You won't hear about FAA prosecutions for most violations unless it causes a problem in the system. ATC clears direct, pilot uses abacus and divining rod and manages to get there without incident or causing a separation problem. Who's going to report it?
 
Not necessarily - did you miss this part of your quote above:

==============================
Except when notice or hearing is required by statute, this subsection does not apply - (A) to interpretative rules, general statements of policy, or rules of agency organization, procedure, or practice; or
==============================

I'm trying to figure out whether the AIM qualifies as interpretive rules. I've noticed interpretive rules being published in the Federal Register (for example, http://www.avweb.com/other/faa9914.pdf), but I don't know whether that's a requirement.

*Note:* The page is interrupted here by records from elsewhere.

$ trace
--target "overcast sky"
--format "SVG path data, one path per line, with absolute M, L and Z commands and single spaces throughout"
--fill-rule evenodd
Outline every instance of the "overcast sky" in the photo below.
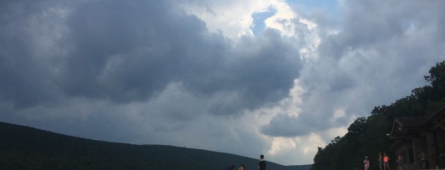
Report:
M 1 1 L 0 121 L 312 164 L 358 117 L 426 85 L 445 60 L 444 7 Z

I did find this in a legal dictionary:
"interpretive rule
: a rule issued by an administrative agency that only clarifies or explains existing laws or regulations
(called also interpretative rule)
(compare legislative rule)
Note: An interpretive rule does not have to meet the requirements set out in the Administrative Procedure Act for notice to the public and opportunity for comment that apply to legislative rules. An interpretive rule does not have the force of law." [emphasis added]
http://dictionary.lp.findlaw.com/sc...com&topic=b6/b6cbe69d464d0996386591a8ab1981c0


From an article on interpretive rules:
"...the major criterion that distinguishes an interpretative rule from the other rules is an agency’s incapability to enforce the rule."
http://administrativelaw.uslegal.com/administrative-agency-rulemaking/interpretative-rules/

You won't hear about FAA prosecutions for most violations unless it causes a problem in the system. ATC clears direct, pilot uses abacus and divining rod and manages to get there without incident or causing a separation problem. Who's going to report it?

I thought this discussion was about vectors to approach course segments, not direct clearances. I do agree, however, that ATC is unlikely to request an enforcement action against a pilot who successfully flies a clearance as issued.
 
I

I thought this discussion was about vectors to approach course segments, not direct clearances. I do agree, however, that ATC is unlikely to request an enforcement action against a pilot who successfully flies a clearance as issued.

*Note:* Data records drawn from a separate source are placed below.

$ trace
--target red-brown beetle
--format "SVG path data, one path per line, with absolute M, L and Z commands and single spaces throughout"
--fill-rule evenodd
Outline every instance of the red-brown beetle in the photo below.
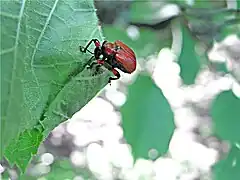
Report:
M 95 49 L 94 53 L 88 50 L 90 44 L 94 42 Z M 114 43 L 104 41 L 102 45 L 97 39 L 92 39 L 86 47 L 80 46 L 80 51 L 93 54 L 89 59 L 89 63 L 96 59 L 96 62 L 92 62 L 88 68 L 92 68 L 94 64 L 98 64 L 97 69 L 103 65 L 109 71 L 112 71 L 115 77 L 109 78 L 109 83 L 111 80 L 117 80 L 120 78 L 119 72 L 115 69 L 118 68 L 124 73 L 131 74 L 136 69 L 136 56 L 131 48 L 129 48 L 123 42 L 117 40 Z

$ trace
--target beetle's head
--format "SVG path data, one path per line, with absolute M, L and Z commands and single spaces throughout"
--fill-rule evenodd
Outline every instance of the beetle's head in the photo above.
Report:
M 95 56 L 95 58 L 96 58 L 96 59 L 99 59 L 101 55 L 102 55 L 102 50 L 101 50 L 101 48 L 100 48 L 100 47 L 96 47 L 96 48 L 94 49 L 94 56 Z

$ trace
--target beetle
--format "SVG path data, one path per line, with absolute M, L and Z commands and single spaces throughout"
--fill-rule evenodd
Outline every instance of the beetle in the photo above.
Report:
M 88 47 L 92 43 L 95 45 L 94 52 L 88 50 Z M 128 74 L 136 70 L 137 62 L 134 51 L 120 40 L 116 40 L 113 43 L 104 41 L 101 45 L 98 39 L 92 39 L 85 47 L 79 46 L 79 49 L 83 53 L 89 52 L 93 54 L 88 61 L 88 68 L 92 68 L 93 65 L 97 64 L 96 70 L 98 70 L 100 66 L 104 66 L 115 75 L 115 77 L 109 78 L 108 83 L 120 78 L 120 74 L 116 68 Z M 92 62 L 94 58 L 96 61 Z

Let's take this one a step further. Whenever ATC vectors you to a position on their MVA chart that causes you to violate 91.177(a)(2) no one comes after you.
 
I'm trying to figure out whether the AIM qualifies as interpretive rules. I've noticed interpretive rules being published in the Federal Register (for example, http://www.avweb.com/other/faa9914.pdf), but I don't know whether that's a requirement.

I did find this in a legal dictionary:
All true. But all subject to a bunch of other rules and legal principles, the primary one of which is that the courts will generally give deference to an agency's interpretation of its own regulations unless they are completely out of whack with the underlying regulation or legislation.

"Out of whack" essentially means that, unless the regulation or statute directly and unambiguously addresses the precise question being asked, the courts will defer to an agency's interpretation so long as it's a reasonable choice - not whether your or I like it, but whether it's a reasonable choice given the statutory or regulator language and the underlying policies involved.

Since you seem interested in the topic, try Googling "Chevron deference" - the term comes from the name of a 1984 US Supreme Court case that is considered the leading case in the field and the one that all later ones cite.